I have 1 ES node (ES 2.1.1) on RHEL 6.5, Oracle jdk1.7.9_79, 8 Cores and 64 GB of RAM. Heap size = 1G, Index with 0 Replicas, indexing about 10 documents per second (one per thread).
I’m getting these messages occassionally in logs:
EsRejectedExecutionException[rejected execution of org.elasticsearch.action.support.replication.TransportReplicationAction$PrimaryPhase$1@1919c887 on EsThreadPoolExecutor[index, queue capacity = 200, org.elasticsearch.common.util.concurrent.EsThreadPoolExecutor@51c35f6d[Running, pool size = 8, active threads = 8, queued tasks = 200, completed tasks = 41484992]]]
This is one of the lines of my Access log (the interesting values in bold)
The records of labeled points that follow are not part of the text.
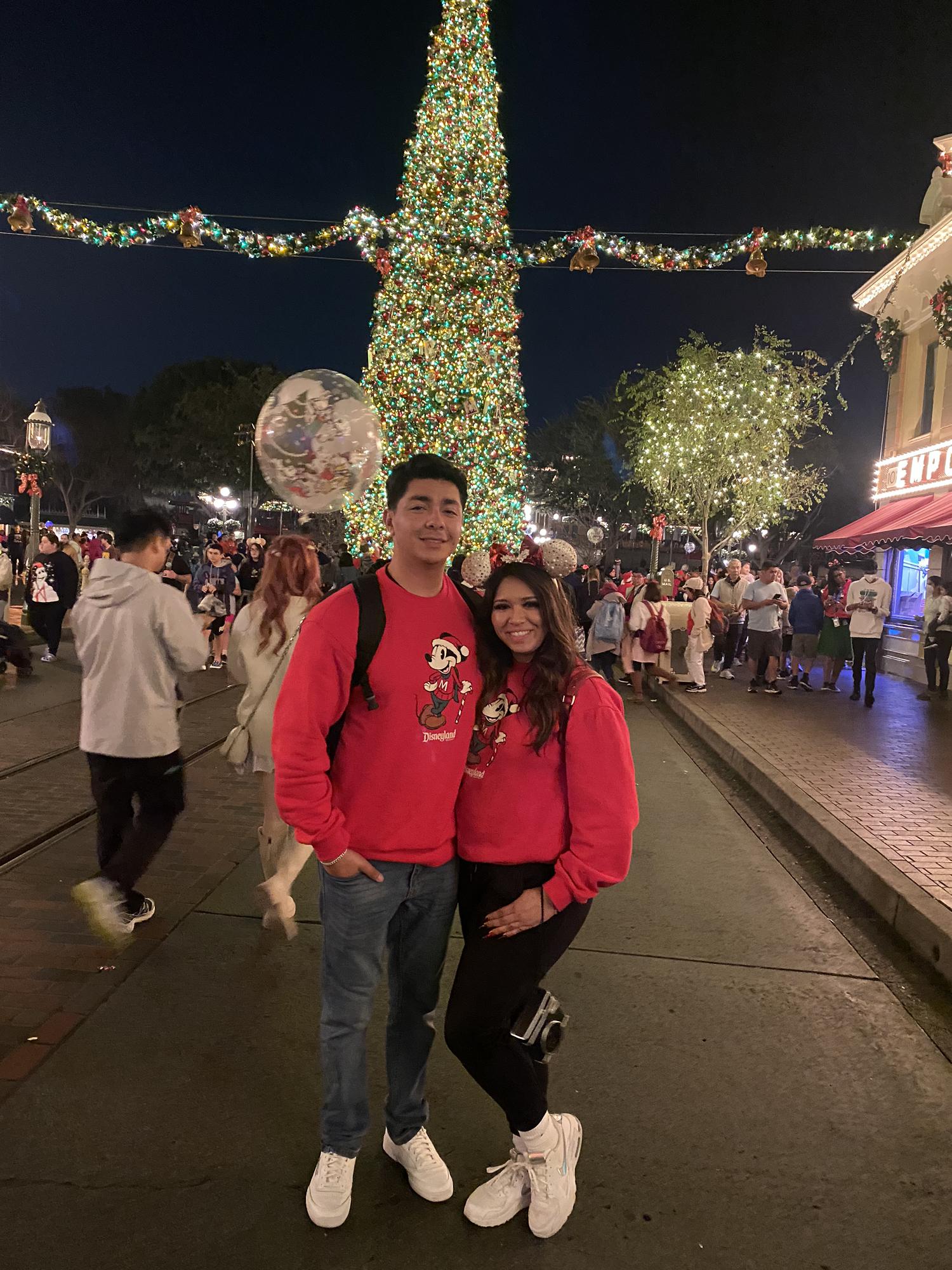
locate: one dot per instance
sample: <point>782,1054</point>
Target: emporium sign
<point>917,472</point>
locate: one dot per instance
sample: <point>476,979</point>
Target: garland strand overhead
<point>381,239</point>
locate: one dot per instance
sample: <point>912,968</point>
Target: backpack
<point>371,623</point>
<point>718,622</point>
<point>654,636</point>
<point>610,623</point>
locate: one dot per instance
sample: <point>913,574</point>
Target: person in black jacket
<point>53,586</point>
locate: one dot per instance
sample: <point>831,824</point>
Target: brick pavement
<point>884,773</point>
<point>53,971</point>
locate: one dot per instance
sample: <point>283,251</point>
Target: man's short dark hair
<point>423,468</point>
<point>138,529</point>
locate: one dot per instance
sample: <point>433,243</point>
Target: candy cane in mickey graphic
<point>445,684</point>
<point>488,735</point>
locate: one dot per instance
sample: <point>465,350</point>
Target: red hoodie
<point>574,803</point>
<point>397,772</point>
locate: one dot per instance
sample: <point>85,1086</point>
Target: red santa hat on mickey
<point>449,643</point>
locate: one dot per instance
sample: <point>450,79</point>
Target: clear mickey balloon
<point>318,440</point>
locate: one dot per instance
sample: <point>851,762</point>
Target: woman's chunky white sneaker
<point>553,1179</point>
<point>498,1201</point>
<point>329,1194</point>
<point>102,904</point>
<point>426,1172</point>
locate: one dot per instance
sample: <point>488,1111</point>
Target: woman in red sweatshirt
<point>538,840</point>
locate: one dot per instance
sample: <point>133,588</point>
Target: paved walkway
<point>755,1097</point>
<point>885,773</point>
<point>53,971</point>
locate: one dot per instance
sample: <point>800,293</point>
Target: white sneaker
<point>426,1172</point>
<point>328,1198</point>
<point>553,1179</point>
<point>498,1201</point>
<point>106,912</point>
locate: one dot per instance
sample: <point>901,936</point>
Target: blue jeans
<point>409,916</point>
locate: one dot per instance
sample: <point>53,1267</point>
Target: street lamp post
<point>39,431</point>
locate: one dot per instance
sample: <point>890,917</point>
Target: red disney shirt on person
<point>574,803</point>
<point>397,772</point>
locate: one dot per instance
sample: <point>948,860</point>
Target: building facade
<point>911,530</point>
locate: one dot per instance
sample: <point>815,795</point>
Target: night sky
<point>662,121</point>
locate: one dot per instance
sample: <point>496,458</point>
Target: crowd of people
<point>781,629</point>
<point>478,713</point>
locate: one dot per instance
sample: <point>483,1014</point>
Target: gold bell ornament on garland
<point>559,558</point>
<point>21,218</point>
<point>477,570</point>
<point>190,223</point>
<point>587,257</point>
<point>757,262</point>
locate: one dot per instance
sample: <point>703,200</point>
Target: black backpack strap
<point>371,624</point>
<point>472,599</point>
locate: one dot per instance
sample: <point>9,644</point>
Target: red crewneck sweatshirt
<point>397,772</point>
<point>574,803</point>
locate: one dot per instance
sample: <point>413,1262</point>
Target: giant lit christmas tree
<point>444,365</point>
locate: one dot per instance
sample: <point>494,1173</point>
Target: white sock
<point>543,1139</point>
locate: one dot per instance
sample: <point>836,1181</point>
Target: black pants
<point>937,658</point>
<point>128,840</point>
<point>727,645</point>
<point>494,981</point>
<point>865,648</point>
<point>46,622</point>
<point>605,665</point>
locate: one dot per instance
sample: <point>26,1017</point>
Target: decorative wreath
<point>889,341</point>
<point>942,313</point>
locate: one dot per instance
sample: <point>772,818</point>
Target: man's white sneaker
<point>328,1198</point>
<point>103,906</point>
<point>553,1179</point>
<point>426,1172</point>
<point>498,1201</point>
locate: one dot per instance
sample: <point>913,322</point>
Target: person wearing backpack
<point>700,638</point>
<point>262,641</point>
<point>539,840</point>
<point>652,637</point>
<point>605,643</point>
<point>369,756</point>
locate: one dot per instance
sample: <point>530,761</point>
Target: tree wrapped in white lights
<point>720,439</point>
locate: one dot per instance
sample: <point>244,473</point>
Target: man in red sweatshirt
<point>381,821</point>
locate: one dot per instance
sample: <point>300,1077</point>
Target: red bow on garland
<point>530,553</point>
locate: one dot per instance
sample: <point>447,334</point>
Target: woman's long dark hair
<point>554,664</point>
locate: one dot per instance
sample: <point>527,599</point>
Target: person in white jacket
<point>700,637</point>
<point>869,603</point>
<point>262,642</point>
<point>134,639</point>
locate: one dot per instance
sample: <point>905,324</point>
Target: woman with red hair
<point>262,642</point>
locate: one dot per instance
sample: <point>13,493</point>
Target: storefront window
<point>912,570</point>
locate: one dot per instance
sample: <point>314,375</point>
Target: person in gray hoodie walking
<point>134,639</point>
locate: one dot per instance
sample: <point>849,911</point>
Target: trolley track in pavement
<point>49,834</point>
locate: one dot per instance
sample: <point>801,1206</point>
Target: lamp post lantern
<point>39,434</point>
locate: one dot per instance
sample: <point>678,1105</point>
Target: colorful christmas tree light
<point>444,365</point>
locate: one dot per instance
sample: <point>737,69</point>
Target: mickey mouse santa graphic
<point>445,684</point>
<point>488,736</point>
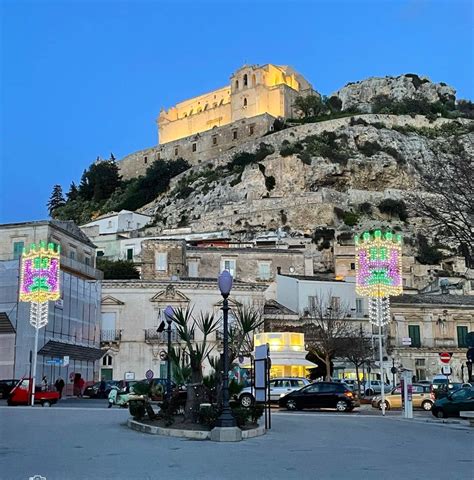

1,10.7.245.200,2016-07-13 17:00:42.286,A,1,A,N,E,S,7,A,,1,A,S,4,S,1700,0000,2359,3600000,N,192.168.251.56,gzip,3781,1091,637,920,ok,2016-07-13 17:00:55.627
So this request came into our system at 17:00:42, it took to our proxy 920ms to get the response from api servers and this response was returned to the origin at 17:00:55. After getting the response from the server the document is indexed in elastic search and the ending timestamp is set. That means that this document took about 12 seconds to be indexed in ES. Since this situation happens for several seconds, I understand that the queue becomes full and the message is triggered.
There is no GC issues at that moment (in fact the minor generations are triggered every 10 minutes due to the low activity, and no Full GC or CMS has occurred at that moment). CPU is 97% idle and an iowait almost 0%. No messages in syslogs.
Could anybody give me any clue about what’s going on? At least a starting point to investigate ... ES logs do not show any incidence and our application is working fine (it has several components, and ES is just one of them, the rest are ok).